Monday, 12 March 2007

Web 2.0 Seminar

Last Tuesday Hypatia and I attended a free seminar on Web 2.0 which was a fairly interesting night. It seemed to be aimed at academic and public librarians who hadn't had too much exposure to the whole 2.0 phenomena.

The presenter had a number of really interesting projects on the go, but they all seemed to involve a dedicated programming team. Unfortunately most law library's don't have the luxury of an IT department with time to devote to that kind of project. Though the fun you could have with Ajax on your side.

As Hypatia has said though, there are numerous sites available that one can make use of, within the library team, and I'm looking forward to the discussions that may come up as a result of that. Currently on the cards at HQ presently is the introduction of a team blog or wiki, though we still need to have some discussion on how this would work and how to incorporate it into our everyday tasks.

There were a number of interesting catchprases that came out of Tuesday, which stuck in my mind. 'Experimental Social Trust' is a fantastic way of selling 2.0, and I've already used this. Other useful phrases include 'Perpetual Beta', 'Collective intelligence' and 'harnessing the wisdom of crowds'.

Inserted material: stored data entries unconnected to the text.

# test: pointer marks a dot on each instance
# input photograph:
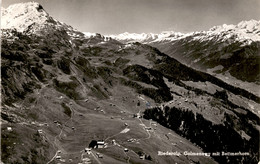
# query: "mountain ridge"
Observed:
(63, 90)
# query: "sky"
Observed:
(147, 16)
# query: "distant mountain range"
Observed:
(230, 52)
(64, 91)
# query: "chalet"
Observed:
(99, 155)
(148, 128)
(142, 157)
(100, 144)
(137, 115)
(114, 142)
(58, 157)
(40, 131)
(88, 150)
(86, 160)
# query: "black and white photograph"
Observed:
(130, 81)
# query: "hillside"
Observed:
(62, 91)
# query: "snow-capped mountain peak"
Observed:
(146, 37)
(245, 31)
(20, 16)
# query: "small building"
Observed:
(148, 128)
(100, 144)
(114, 142)
(86, 160)
(88, 150)
(40, 131)
(58, 157)
(99, 155)
(142, 157)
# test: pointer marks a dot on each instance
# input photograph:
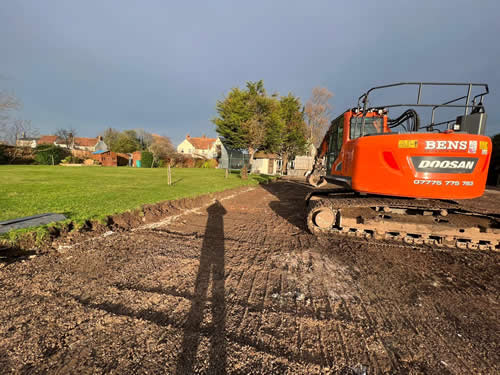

Something that was completely new to me was the concept of 'mashups'. At least in the context being used. A mashup is:

A web mashup is a web page or application that combines data from two or more external online sources. The external sources are typically other web sites and their data may be obtained by the mashup developer in various ways including, but not limited to: APIs, XML feeds, and screen-scraping.
http://www.programmableweb.com/faq

There looks like there's a few interesting mashups out there, and it's definitely something to watch. http://www.programmableweb.com/mashups

2 comments:

Anonymous said...

Just a thought, but you might want to adjust that last link to the mashups, as it currently points somewhere I'm fairly sure you don't want it to.

Good luck with the blog, it looks interesting (and thanks for the link to mine).

Seshat said...

Ahh thankyou. :) I thought I'd managed to fix that!